1. Instintos de nacionalidade em Lobivar Matos
O cuidado de Lobivar Matos em selecionar os 30 poemas que
compõem o conjunto poético do segundo livro de sua autoria, intitulado
pelo curioso vocábulo Sarobá e datado de 1936, tem como reflexo o
percurso de uma leitura que flui como o desenrolar de um novelo. Os
30 poemas que organizam o fim narrativo da obra são: “Sarobá”, “Beco
Sujo”, “Subjetivismo”, “Natureza morta”, “Maria Bolacha”, “Urucum”,
“Negrinho Lambido”, “Religião”, “Esmola”, “Futuro do Aleijadinho Rico”,
“Introspecção”, “Delírio”, “Devoção”, “Mulata Isaura”, “Banzé de Cuia”,
“Malícia”, “Travessia”, “Pelega”, “O suicida”, “Rodeio”, “Coisa Feita”,
“Confusão”, “São Sebastião”, “Cartaz de Sensação”, “Sexo”, “Marechal”,
“Senhor Divino”, “Caboclo Sabido”, “Momento” e “Derrocada”.
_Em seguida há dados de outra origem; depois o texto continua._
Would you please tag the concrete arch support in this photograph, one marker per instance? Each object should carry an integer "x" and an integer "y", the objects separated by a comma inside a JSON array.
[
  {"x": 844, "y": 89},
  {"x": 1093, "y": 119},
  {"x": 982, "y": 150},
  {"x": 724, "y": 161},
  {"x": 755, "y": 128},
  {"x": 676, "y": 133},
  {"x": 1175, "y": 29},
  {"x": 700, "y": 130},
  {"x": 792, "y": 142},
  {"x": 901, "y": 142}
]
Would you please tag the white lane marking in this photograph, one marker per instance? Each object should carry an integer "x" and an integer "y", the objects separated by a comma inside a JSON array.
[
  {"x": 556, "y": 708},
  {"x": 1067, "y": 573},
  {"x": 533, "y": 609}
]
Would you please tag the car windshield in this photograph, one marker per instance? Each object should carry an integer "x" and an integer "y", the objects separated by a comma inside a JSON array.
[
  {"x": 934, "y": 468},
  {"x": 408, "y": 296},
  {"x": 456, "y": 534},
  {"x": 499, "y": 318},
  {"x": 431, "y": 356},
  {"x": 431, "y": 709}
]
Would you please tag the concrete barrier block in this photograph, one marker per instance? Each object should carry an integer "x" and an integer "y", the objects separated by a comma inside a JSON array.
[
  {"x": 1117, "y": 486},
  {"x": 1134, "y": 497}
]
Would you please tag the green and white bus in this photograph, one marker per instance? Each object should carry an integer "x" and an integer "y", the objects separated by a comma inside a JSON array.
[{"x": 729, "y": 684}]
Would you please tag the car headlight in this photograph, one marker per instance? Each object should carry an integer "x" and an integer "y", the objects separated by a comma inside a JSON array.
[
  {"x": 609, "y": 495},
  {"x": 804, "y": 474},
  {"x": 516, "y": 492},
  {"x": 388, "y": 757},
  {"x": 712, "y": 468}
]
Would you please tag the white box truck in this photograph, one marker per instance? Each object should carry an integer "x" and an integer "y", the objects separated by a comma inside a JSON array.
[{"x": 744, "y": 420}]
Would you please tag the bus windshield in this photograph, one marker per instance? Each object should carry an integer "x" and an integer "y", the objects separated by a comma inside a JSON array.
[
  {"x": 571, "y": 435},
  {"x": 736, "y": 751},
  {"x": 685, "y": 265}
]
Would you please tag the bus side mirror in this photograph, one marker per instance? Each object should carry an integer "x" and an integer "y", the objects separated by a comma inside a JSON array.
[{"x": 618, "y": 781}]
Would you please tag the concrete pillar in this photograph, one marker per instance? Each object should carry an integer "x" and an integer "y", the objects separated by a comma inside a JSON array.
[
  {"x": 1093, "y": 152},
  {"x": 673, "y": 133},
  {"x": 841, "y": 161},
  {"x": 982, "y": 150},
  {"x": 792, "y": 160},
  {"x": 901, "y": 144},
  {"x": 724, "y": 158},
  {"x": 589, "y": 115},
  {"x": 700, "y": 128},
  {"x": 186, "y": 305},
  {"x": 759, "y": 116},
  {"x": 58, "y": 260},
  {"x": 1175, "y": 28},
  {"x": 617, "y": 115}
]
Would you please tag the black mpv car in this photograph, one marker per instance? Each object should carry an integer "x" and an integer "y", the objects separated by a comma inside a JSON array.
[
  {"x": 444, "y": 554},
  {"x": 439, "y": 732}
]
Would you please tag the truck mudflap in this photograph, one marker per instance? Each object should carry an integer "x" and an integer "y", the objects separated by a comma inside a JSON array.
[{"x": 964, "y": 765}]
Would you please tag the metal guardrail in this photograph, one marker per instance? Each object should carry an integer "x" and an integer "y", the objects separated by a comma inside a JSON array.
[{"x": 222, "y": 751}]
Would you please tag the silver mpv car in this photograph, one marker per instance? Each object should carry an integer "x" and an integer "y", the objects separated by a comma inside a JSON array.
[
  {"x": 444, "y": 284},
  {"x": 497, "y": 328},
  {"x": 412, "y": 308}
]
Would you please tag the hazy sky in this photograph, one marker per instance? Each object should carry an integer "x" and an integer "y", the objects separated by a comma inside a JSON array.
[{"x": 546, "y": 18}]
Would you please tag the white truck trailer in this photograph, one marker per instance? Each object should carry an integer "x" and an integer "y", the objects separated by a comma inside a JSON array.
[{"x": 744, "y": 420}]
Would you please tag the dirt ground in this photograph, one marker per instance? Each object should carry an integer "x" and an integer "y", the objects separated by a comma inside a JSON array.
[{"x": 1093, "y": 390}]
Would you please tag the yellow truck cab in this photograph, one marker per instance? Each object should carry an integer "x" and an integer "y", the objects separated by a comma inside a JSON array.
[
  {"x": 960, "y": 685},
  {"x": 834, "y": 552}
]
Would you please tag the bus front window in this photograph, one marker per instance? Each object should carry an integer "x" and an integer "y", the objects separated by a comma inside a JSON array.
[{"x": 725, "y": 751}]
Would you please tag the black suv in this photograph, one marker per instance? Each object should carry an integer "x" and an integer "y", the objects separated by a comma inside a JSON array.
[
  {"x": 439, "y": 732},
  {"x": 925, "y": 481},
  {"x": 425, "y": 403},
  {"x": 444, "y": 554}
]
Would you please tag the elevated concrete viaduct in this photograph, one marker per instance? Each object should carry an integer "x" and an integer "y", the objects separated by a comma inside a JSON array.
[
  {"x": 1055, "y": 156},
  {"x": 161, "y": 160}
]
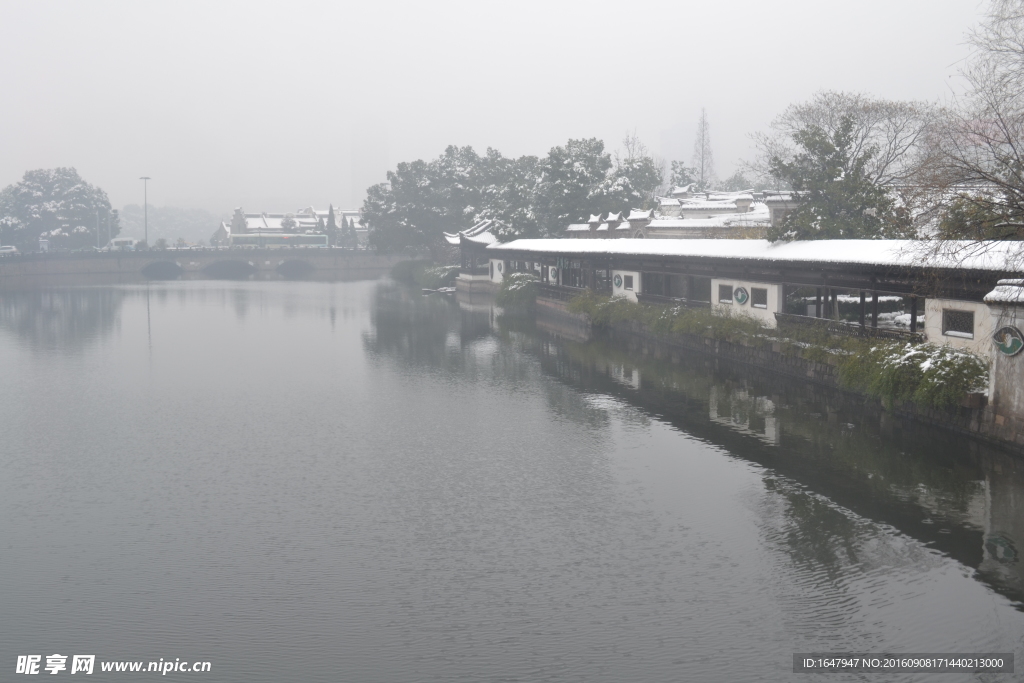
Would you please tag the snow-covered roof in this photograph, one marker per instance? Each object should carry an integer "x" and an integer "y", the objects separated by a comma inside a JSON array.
[
  {"x": 480, "y": 233},
  {"x": 781, "y": 198},
  {"x": 702, "y": 206},
  {"x": 997, "y": 256},
  {"x": 758, "y": 215},
  {"x": 1007, "y": 291}
]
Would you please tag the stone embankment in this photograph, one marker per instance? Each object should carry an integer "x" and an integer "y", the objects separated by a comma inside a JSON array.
[{"x": 974, "y": 417}]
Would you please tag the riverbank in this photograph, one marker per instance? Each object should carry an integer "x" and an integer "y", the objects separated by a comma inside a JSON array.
[{"x": 973, "y": 416}]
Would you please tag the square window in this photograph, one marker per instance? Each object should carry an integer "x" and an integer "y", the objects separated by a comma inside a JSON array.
[
  {"x": 957, "y": 324},
  {"x": 759, "y": 297}
]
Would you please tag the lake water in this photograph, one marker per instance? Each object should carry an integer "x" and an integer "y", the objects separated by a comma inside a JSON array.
[{"x": 309, "y": 481}]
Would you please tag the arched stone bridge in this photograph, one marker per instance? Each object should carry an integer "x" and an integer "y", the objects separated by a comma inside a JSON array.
[{"x": 194, "y": 264}]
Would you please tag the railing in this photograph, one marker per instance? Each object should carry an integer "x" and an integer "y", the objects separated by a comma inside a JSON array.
[
  {"x": 557, "y": 292},
  {"x": 847, "y": 329},
  {"x": 685, "y": 303}
]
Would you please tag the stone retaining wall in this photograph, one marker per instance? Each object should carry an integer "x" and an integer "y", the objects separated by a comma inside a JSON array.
[{"x": 974, "y": 418}]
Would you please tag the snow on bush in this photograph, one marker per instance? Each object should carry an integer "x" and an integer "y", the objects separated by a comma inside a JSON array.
[
  {"x": 925, "y": 374},
  {"x": 518, "y": 291}
]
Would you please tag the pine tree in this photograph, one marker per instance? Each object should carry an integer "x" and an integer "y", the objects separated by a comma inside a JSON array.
[
  {"x": 332, "y": 226},
  {"x": 239, "y": 224},
  {"x": 704, "y": 160}
]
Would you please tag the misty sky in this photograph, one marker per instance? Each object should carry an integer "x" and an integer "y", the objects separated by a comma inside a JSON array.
[{"x": 279, "y": 105}]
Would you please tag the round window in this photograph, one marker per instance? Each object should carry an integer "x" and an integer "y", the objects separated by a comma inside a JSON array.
[{"x": 1009, "y": 340}]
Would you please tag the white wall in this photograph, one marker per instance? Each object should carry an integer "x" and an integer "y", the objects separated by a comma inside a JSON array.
[
  {"x": 621, "y": 290},
  {"x": 498, "y": 275},
  {"x": 984, "y": 326},
  {"x": 765, "y": 314}
]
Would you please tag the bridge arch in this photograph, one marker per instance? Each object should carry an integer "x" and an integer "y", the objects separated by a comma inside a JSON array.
[
  {"x": 295, "y": 268},
  {"x": 162, "y": 270},
  {"x": 229, "y": 269}
]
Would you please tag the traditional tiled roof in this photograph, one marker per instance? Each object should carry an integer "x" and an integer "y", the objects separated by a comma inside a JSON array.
[{"x": 992, "y": 256}]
De acordo com a tradição da literatura brasileira, entendemos por
cor local um conjunto de traços e de imagens representativos da paisagem
brasileira, ornamentados ainda por uma fauna exótica, já cantada em
versos atentos ao deslumbre do canto do sabiá. Na confirmação dessa
particularidade, os habitantes do País tropical são transformados em
personagens que se apresentam como figuras ornamentadas pelo colorido
do local e em seu ambiente cultural tornam-se representativos.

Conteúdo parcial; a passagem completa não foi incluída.